On a winter day in 1989, a prominent Marquette Cardiologist drove through the hospital parking lot and saw one of his patients in a pickup truck. The man was wrapped in a sleeping bag, and was shaving his face in the side view mirror. The Cardiologist later learned that his patient lived in a small town several hours away, and could not afford a hotel when he came to the hospital for his follow up care from his heart surgery, and would sleep in his car, even in sub-zero temperatures. Upon further investigation, it was discovered that this was not a unique situation. It appeared that many types of medical patients seeking specialty medical care from outside the area would frequently sleep in their cars, bathe in the public restrooms and snack on whatever was available in the hospital coffee lounges. Soon thereafter, physicians and volunteers would come together to create a plan to convert a small house next to the hospital for these types of patients, and offer the overnight accommodations at whatever donation level the patient could best afford. The first “Beacon House” in Marquette, Michigan was launched.

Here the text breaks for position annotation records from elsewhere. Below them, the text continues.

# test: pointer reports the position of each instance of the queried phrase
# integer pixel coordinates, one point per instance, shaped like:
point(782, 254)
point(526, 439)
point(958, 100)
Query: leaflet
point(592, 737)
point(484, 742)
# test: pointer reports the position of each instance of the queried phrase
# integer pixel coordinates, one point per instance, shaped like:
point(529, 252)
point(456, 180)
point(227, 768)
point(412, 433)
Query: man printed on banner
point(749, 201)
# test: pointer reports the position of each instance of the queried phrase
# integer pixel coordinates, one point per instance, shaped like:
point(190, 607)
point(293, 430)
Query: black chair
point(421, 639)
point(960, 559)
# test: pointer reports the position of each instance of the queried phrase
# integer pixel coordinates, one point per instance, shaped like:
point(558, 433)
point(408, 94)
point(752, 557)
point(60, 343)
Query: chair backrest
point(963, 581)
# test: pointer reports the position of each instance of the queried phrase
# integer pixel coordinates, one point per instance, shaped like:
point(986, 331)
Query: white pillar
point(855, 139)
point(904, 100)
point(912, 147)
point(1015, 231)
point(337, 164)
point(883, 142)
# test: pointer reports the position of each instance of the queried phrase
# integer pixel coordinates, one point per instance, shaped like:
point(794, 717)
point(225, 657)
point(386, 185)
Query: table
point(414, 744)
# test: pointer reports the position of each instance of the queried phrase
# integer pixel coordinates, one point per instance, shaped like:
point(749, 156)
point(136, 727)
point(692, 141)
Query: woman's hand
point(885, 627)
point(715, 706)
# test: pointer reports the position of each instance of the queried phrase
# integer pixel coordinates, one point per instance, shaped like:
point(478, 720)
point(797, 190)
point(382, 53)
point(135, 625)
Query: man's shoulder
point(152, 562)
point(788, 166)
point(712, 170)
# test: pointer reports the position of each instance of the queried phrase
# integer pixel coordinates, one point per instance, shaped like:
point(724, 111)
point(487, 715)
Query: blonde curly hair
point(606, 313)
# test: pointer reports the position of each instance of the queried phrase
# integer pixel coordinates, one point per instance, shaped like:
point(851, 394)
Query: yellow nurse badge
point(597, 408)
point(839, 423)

Beacon House has since played a crucial role in providing access to specialty medical care to families in the Upper Peninsula of Michigan (the U.P.) for over 30 years. From the start, the mission has been to provide compassionate and supportive services with a safe, affordable, place to stay for patients, families, loved ones and caregivers in times of medical crisis when home is too far away. Beacon House is a donation-based organization, and strives to serve all those in need with dignity and respect, and without judgment, ensuring that no guest ever feels unwelcome due to income or financial situation.
Beacon House was established in 1990 with the original four-bedroom home near the hospital and in 1994, a second home was added to accommodate even more guests. In 2002, the hospital announced it would be demolishing the homes to create more parking space. The volunteer group efficiently created a 501c3 non-profit organization with a diverse board of directors, and with a bank loan, purchased a small hotel near the hospital to continue its mission to care for those in need. In 2013, it expanded its services to include managing 21 beds in a small section of the hospital, for outpatients who had difficulty traveling back and forth to the hospital from Beacon House during cancer treatments and other critical medical issues. In 2014, the hospital was sold to a for-profit organization who announced that they would be building a new hospital in a different section of town and closing the old hospital once it was built. They also announced that the new hospital would not have room for any hospitality rooms. The Beacon House board of directors then began mapping out a strategy to sell the Beacon House building and launch a capital campaign to raise the funds to build a new hospitality house next to the new hospital.